Sometimes, when I fantasise about my ideal house and the wonderful view it would have, I ponder whether this would be of hills or the sea. When I was young, we lived near the sea and I used to find it soothing to walk beside the water and realise that the waves would keep on turning over and over when I and my troubles (what troubles? can't remember now) were long forgotten. Now I find hills more comforting, like the psalmist. Here is Grandson yesterday, with our city hill behind him. It too will long outlast us all, of course, and our concerns. Which is good.

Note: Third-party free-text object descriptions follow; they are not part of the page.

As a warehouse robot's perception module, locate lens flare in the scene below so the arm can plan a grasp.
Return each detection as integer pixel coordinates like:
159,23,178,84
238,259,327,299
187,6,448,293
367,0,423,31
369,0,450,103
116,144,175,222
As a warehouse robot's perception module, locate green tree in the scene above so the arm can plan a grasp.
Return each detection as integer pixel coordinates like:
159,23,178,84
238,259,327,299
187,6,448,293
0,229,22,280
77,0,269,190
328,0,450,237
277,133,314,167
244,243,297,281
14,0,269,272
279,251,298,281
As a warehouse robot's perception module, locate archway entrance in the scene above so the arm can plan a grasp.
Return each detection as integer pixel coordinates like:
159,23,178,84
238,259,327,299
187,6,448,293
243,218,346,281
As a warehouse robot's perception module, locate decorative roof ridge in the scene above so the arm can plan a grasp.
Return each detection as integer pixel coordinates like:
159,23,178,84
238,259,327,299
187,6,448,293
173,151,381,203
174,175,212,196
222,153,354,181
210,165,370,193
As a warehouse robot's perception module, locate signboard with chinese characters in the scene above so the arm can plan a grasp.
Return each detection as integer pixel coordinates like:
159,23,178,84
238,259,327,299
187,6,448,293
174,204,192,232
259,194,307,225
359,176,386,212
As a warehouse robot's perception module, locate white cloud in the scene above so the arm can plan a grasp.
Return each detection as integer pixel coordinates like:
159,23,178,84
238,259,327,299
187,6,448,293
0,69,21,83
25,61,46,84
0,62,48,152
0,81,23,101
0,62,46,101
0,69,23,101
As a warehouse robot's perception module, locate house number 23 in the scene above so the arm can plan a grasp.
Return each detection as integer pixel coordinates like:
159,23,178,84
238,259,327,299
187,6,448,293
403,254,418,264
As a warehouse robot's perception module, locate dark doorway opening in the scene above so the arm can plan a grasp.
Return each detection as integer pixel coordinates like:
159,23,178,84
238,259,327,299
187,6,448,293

We've just watched the film "One Day", which begins and ends in Edinburgh, partly on the hill above. I quite enjoyed it though Mr Life thought it was a bit unlikely. Well, yes. I can't imagine why they cast Anne Hathaway, who looks nice but had a dire English accent which became Northern from time to time and sounded most odd. There was also that thing where if you know a place, you get confused that the characters are walking along one street and then turn a corner into a location a mile and a half away. And they wore mortar boards at their graduation, which Edinburgh students never did at that time. But I liked the structure of the film, focusing on the same day every year (or nearly every year) as in the book.


Walking back to Daughter 1's house yesterday, I took a picture (it looks better to the eye than the camera) of the Pentland Hills, which also cheer me up. They're nearer our house - I often lift mine eyes to them when in our neighbourhood.


And this is the view of the Edinburgh skyline with the Castle on its own hill that I get twice a day from the path out of the hospital grounds.